I would suggest that you are potentially better off using a Random Forest for this purpose - Random Forests contain a number of trees modelled on subsets of your predictors.
Then, you are able to see the random_states that have been used in the model by simply using RandomForestVariableName.estimators_
I'll use my code as an example here:
with open('C:\Users\Saskia Hill\Desktop\Exported\FinalSpreadsheet.csv', 'rb') as csvfile:
titanic_reader = csv.reader(csvfile, delimiter=',', quotechar='"')

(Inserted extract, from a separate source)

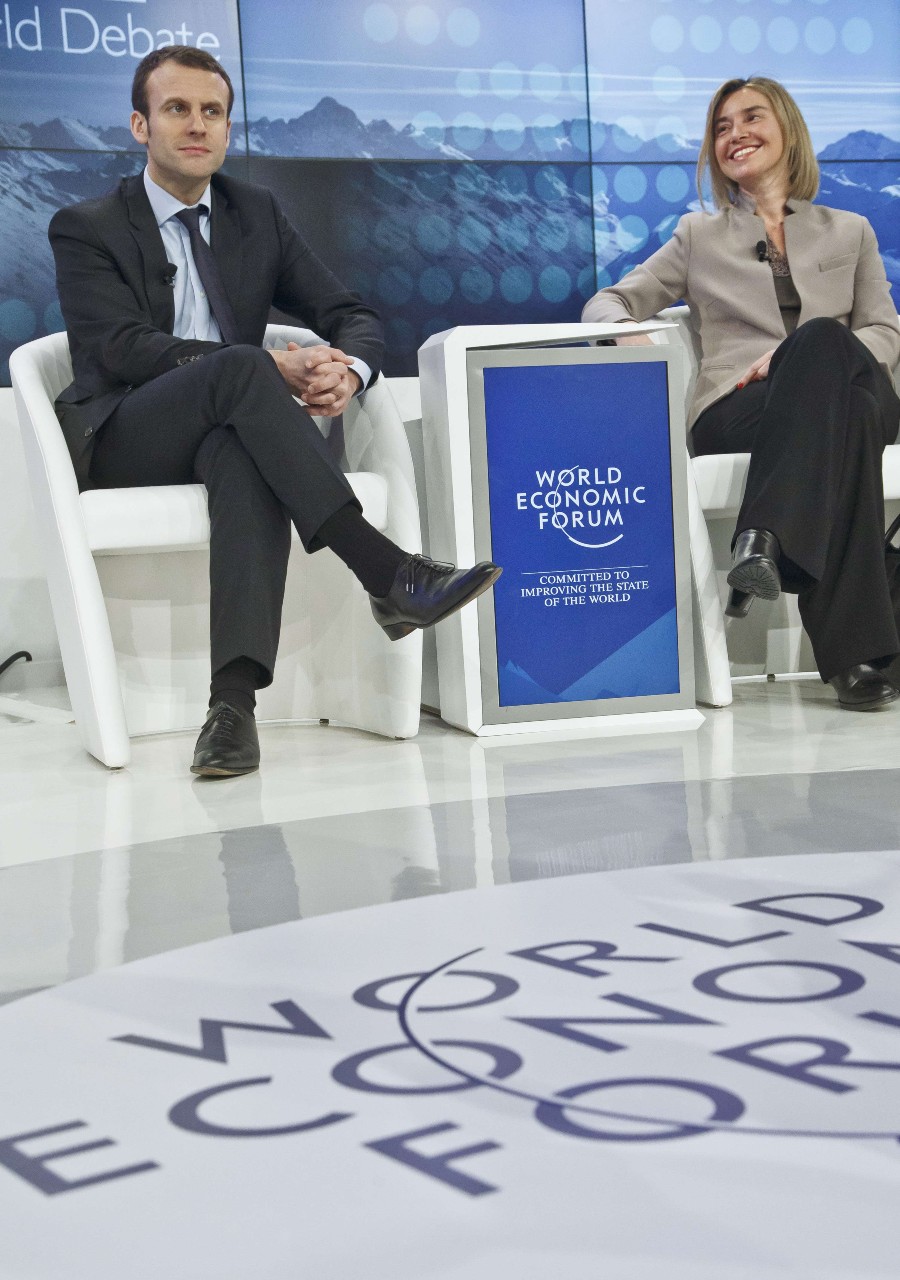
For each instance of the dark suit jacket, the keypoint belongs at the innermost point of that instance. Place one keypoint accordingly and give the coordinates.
(119, 311)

row = titanic_reader.next()
feature_names = np.array(row)
# Load dataset, and target classes
titanic_X, titanic_y = [], []
for row in titanic_reader:
titanic_X.append(row)
titanic_y.append(row[11]) # The target values are your class labels
titanic_X = np.array(titanic_X)
titanic_y = np.array(titanic_y)
print titanic_X, titanic_y
print feature_names, titanic_X[0], titanic_y[0]
titanic_X = titanic_X[:, [2,3,4,5,6,7,8,9,10]] #these are your predictors/ features
feature_names = feature_names[[2,3,4,5,6,7,8,9,10]]
from sklearn import tree
rfclf = RandomForestClassifier(criterion='entropy', min_samples_leaf=1, max_features='auto', max_leaf_nodes=None, verbose=0)

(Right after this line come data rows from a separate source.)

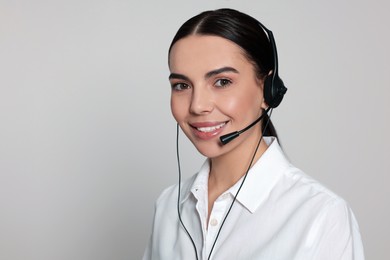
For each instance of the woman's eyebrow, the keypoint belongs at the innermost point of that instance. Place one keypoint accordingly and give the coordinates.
(221, 70)
(178, 76)
(208, 74)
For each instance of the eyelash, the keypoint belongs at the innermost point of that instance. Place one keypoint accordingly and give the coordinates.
(225, 83)
(219, 83)
(179, 86)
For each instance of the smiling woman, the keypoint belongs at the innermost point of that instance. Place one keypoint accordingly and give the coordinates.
(247, 201)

rfclf = rfclf.fit(titanic_X,titanic_y)
rfclf.estimators_ #the output for this is pasted below:
[DecisionTreeClassifier(compute_importances=None, criterion='entropy',
max_depth=None, max_features='auto', max_leaf_nodes=None,
min_density=None, min_samples_leaf=1, min_samples_split=2,
random_state=1490702865, splitter='best'),
DecisionTreeClassifier(compute_importances=None, criterion='entropy',
max_depth=None, max_features='auto', max_leaf_nodes=None,
min_density=None, min_samples_leaf=1, min_samples_split=2,
random_state=174216030, splitter='best') ......
Random Forests thus introduce randomness into the Decision Tree files, and require no adjustment from the initial data used by the Decision Tree, but they act as a method of cross-validation supplying you with more confidence in the accuracy of your data (particularly if, like me, you have a small dataset).